ImThinkin2019
Recycles dryer sheets
ImThinkin - The heart score is a hit or miss. I supervised a large scale clinical trial using EBCT in younger men (under age 65) and it proved worthless. It is good for older men (above age 70) and has value. It is useful as it establishes calcium deposits in plaque which are what causes platelets to aggregate and start the inflammatory/coagulation cascade resulting in an ischemic event. Earlier attempts were made to measure plaque in carotid arteries and again proved worthless. I myself fell victim to this problem while in the military back in 1999. They determined I had major plaque deposits and started me on 100 mg/day lipitor (10 times the normal dose). The result was I had cataracts in 3 months due to the high dose lipitor. Later, the use of ultrasound for plaque measurement was debunked and found to not only be worthless but led to inappropriate treatments (like myself). I haven't had a statin since and had the cataracts removed in both eyes.

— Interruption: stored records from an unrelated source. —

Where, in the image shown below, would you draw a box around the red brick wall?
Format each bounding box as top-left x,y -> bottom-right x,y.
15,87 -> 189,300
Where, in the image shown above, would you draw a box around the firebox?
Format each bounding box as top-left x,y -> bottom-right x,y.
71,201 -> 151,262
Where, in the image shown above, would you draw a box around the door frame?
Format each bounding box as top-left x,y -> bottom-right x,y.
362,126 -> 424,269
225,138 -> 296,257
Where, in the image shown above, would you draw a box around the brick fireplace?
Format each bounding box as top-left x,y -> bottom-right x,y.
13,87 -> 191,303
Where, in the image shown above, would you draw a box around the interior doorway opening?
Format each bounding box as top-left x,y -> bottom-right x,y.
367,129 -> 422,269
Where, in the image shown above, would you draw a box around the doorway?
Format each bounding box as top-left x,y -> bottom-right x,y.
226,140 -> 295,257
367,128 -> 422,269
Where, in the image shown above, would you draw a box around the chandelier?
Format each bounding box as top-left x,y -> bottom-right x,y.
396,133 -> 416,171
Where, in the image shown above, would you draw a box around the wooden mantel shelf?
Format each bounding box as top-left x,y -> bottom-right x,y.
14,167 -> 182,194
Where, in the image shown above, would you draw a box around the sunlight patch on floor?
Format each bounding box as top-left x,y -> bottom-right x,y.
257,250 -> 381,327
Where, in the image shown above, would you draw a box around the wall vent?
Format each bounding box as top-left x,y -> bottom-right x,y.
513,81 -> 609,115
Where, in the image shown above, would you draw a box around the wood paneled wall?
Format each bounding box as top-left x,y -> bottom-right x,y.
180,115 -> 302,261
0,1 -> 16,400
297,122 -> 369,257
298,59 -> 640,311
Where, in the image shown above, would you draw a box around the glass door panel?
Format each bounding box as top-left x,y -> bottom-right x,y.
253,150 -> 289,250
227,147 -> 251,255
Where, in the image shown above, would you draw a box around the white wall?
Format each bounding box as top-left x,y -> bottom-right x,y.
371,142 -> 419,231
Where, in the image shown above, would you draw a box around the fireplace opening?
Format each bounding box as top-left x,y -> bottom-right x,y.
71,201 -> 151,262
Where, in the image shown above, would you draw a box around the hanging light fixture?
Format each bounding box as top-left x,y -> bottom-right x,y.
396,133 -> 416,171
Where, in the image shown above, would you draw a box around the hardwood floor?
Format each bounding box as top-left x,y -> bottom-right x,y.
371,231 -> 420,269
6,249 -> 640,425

I wouldn't worry about any lipid levels at all. I believe (and many others as well) that our lipid levels go up as we age and it is perfectly normal. HDL was not found to actually be protective following a study where they engineered a particular type of HDL found in a genetically related group of people in Italy with zero heart disease but high lipid levels. It was hypothesized that they had n altered HDL molecule which protected them. Injecting this into others (in animal models) actually did nothing at all. The basic problem is we must have cholesterol and it must be readily available. All out hormones are made from it. Altering the lipid metabolism in the liver (which is what statins do) alters a lot of different things. Some are bad such as significantly higher risk of gallstones. In my case lipid deposits in the eyes causing cataracts. Personally, I don't believe in medication as a solution when diet and exercise perform better. Overall deaths due to ischemic events hasn't significantly altered despite massive use of statins which ought to be a major clue. It has gone down a bit but usually people going onto statins also modify their diets, at least for a short time so separating out the cause/effect is difficult without doing a long term (not 3 months) double blinded major study.
Hi Old Microbiologist, thank you so much for this. Interesting to hear what the findings were.
In my doctor's mind - faith maybe or what was learned in school - "HDL is protective and LDL is bad". Not sure if it's possible to get him to think otherwise. I think he's about 45 years old. And I worry that no matter what info I point him to, he may discount anything coming from me because I'm not a doctor. Just an overweight civilian........
Any suggestions for things I can tell him (that he will take seriously) if and when he tells me I need to get on statins?